3.2. The Influence of Injection Temperature

Figure 5 shows the annulus pressure and phase equilibrium curves under different injection temperatures, when the flow rate is 100 L/min. Due to the injection temperature increase, the phase equilibrium pressure increases, and the annulus pressure increases a little. The injection temperature effects on the depth of decomposition point very little.

3.3. Comparison With Water

In order to compare the difference between using polymer additive CO2 fluid and using water as drilling fluid, we do the simulation. As in practice, water is difficult to achieve low temperature as a drilling fluid, the injection water temperature is set at 285 K, the injection pressure is 10 MPa, and the injection amount is 10 L/min. The polymer additive CO2 fluid injection temperature is 275 K, and other conditions keep the same.

Figure 6 shows the annulus temperature distribution. Since the specific heat of the polymer additive CO2 fluid is less than the specific heat of the water, it is greatly affected by the seawater temperature. Figure 7 shows the relationship between the annulus pressure and the phase equilibrium pressure. The equilibrium curves of the two are almost coincident. When polymer additive CO2 fluid is used as the drilling fluid, the decomposition position of the hydrate is closer to the wellhead.

4. Conclusions

Based on the above study, we can draw the following conclusions:

(1) Increasing the pressure of injection can get the hydrate decomposition position closer to the annulus outlet.

(2) Compared with water, using polymer additive CO2 fluids as drilling fluids, the intersection of phase equilibrium curve and the annulus pressure curve is closer to the annulus outlet, which is obviously beneficial to the implementation of well control.

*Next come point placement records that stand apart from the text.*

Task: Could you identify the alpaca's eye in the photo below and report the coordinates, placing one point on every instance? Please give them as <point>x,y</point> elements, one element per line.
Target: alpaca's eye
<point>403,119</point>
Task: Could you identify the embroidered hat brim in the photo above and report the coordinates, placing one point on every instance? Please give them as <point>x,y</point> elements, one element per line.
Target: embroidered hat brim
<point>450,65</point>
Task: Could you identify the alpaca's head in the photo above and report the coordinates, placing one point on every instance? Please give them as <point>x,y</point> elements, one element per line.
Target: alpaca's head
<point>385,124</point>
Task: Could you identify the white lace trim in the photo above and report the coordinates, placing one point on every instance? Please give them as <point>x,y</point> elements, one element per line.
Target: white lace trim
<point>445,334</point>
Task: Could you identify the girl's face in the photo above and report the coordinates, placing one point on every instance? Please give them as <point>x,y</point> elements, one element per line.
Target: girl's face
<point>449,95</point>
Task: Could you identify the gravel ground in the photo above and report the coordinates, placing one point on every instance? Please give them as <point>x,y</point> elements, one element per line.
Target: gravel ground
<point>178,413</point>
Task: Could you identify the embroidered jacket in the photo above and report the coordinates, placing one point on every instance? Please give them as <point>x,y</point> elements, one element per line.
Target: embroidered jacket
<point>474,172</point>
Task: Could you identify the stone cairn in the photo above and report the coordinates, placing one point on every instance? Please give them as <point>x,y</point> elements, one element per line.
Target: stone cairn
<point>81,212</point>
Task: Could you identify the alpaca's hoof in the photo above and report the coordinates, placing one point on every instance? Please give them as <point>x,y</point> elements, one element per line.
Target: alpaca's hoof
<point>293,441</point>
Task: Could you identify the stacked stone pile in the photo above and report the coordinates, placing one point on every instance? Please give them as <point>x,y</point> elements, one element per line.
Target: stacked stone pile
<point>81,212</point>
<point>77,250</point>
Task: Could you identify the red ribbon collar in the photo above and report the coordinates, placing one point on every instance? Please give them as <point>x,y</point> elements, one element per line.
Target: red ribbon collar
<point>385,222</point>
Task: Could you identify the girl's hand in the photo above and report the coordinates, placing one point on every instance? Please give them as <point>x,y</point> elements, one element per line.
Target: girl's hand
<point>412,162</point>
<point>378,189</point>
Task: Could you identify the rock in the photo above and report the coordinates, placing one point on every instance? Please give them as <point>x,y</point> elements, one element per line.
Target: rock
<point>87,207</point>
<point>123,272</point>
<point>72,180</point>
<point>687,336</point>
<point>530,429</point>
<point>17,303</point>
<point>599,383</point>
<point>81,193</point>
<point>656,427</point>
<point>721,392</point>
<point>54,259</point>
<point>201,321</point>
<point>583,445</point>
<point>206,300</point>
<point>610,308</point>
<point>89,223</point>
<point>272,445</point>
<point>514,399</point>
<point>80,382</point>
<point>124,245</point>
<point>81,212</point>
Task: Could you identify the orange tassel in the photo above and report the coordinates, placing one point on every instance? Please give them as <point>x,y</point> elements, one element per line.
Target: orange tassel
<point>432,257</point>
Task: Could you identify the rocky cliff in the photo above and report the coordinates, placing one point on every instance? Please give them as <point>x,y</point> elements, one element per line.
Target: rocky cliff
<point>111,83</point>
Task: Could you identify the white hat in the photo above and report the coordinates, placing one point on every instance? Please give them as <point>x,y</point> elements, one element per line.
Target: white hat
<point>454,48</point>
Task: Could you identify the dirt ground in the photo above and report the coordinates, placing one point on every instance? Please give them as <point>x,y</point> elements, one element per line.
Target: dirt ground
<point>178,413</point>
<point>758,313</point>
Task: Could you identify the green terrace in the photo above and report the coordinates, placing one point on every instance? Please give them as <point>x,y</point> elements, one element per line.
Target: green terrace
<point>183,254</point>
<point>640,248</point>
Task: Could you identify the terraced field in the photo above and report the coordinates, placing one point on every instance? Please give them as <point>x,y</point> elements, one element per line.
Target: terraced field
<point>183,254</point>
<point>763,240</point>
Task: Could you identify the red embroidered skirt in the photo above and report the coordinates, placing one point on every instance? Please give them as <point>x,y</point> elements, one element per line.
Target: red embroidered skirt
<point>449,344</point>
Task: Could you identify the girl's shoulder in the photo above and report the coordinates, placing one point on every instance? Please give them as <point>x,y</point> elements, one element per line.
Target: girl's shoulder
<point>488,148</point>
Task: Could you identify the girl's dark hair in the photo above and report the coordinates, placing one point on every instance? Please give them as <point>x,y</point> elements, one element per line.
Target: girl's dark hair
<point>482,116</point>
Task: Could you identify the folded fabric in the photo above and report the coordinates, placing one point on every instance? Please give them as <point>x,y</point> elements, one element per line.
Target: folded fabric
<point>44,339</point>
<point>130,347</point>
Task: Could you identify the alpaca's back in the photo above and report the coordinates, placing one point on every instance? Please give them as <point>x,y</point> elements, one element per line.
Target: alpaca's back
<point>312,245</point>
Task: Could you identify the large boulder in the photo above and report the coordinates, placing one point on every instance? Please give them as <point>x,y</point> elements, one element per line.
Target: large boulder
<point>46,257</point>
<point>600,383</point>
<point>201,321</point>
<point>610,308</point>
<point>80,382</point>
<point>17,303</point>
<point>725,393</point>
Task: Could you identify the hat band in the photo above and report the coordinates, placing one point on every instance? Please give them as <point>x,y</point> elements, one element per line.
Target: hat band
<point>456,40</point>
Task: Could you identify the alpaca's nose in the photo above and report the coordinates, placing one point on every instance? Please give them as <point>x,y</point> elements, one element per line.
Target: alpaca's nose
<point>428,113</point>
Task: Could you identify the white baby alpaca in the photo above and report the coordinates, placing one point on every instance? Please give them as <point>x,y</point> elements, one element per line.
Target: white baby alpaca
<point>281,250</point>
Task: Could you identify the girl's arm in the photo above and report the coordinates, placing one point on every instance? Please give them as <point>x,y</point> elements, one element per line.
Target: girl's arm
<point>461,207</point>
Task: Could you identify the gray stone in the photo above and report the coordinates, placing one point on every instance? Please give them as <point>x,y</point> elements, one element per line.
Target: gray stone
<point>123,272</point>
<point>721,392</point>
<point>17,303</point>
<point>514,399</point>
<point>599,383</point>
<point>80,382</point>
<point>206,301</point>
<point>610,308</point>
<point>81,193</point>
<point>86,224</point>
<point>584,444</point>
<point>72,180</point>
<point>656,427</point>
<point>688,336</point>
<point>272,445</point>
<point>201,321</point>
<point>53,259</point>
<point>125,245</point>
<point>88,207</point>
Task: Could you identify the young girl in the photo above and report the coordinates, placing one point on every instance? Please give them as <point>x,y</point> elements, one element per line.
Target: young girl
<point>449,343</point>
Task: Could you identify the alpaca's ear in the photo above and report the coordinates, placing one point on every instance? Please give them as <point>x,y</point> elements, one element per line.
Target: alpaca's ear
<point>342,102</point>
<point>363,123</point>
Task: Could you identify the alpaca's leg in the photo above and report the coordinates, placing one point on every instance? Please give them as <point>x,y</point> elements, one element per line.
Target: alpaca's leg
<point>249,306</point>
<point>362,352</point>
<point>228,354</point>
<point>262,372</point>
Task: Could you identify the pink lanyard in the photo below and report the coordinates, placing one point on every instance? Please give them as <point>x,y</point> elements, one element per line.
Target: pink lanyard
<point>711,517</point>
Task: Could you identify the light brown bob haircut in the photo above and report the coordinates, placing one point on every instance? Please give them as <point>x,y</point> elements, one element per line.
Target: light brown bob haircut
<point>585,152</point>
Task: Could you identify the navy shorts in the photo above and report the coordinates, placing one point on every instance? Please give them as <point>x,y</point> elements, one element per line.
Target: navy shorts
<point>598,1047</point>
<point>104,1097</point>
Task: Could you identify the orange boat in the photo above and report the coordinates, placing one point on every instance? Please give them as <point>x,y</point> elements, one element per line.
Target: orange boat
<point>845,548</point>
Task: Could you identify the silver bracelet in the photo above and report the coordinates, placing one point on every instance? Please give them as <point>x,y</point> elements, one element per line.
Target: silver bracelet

(3) However, due to the special properties of the polymer additive CO2 fluid, in order to ensure that the polymer additive CO2 fluids do not result in a phase change during the drilling process, it is necessary to increase the pressure and reduce the temperature of the injection CO2; this is very difficult for the equipment. According to the calculation, it is suggested that the injection pressure should not be lower than 10 MPa and the injection temperature should not be higher than 285 K.

(4) When the polymer additive CO2 fluid is used as the drilling fluid, the intersection of the phase equilibrium curve and the annulus pressure curve increases as flow rate increases, which is contrary to the conclusion in [4]. The reason is the focus of future research.

Data Availability

All data included in this study are available upon request by contact with the corresponding author.

Conflicts of Interest

The authors declare that there is no conflict of interest regarding the publication of this paper.

Acknowledgments

This research was funded by State Key Laboratory of Petroleum Resources and Prospecting, China University of Petroleum, Beijing, grant number PRP/open-1610 and National Natural Science Foundation of China, grant number 51804267.